Polgigga (or Poljigga) (Pollsyger) is a hamlet in west Cornwall, England, United Kingdom, on the B3315 Land's End to Penzance road and within the civil parish of St Levan.

Polgigga is 8 mi west of Penzance and 2 mi east of Land's End. The hamlet used to be home to its own winery and a blacksmith's and is now almost entirely residential.

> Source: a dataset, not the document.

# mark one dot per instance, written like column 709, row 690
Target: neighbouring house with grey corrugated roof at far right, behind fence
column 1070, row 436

The poet and writer Dylan Thomas lived here for a short period in 1936. Nearby settlements include Trebehor, Trethewey and Bottoms.

==Toponymy==
Polgigga (or Poljigga) is mentioned in 1327 as Pensiger, meaning head of a stream called Syger. "Syger" in Cornish means lazy, in this case a slow moving stream. "Poll" is Cornish for pool and "legegas" is Cornish for heifer, referring to the small pond near the Vineries.

==History==
At the time of the Tithe Apportionments in 1838 the parish of St Levan consisted of dispersed farming hamlets such as nearby Trebehor and Trethrewy. Apart from Trebehor Cottages, Polgigga did not exist.

==Dylan Thomas==
Dylan Thomas first came to Cornwall in April, 1936 and stayed at Polgigga, describing the cottage he lived in as ″We live here in a cottage in a field, with a garden full of ferrets and bees. Every time you go to the garden lavatory, you are in danger of being bitten or stung.″ His dislike of country life, shortage of money and his wish to see his future wife, Caitlin Macnamara, led him to return to London in June of the same year.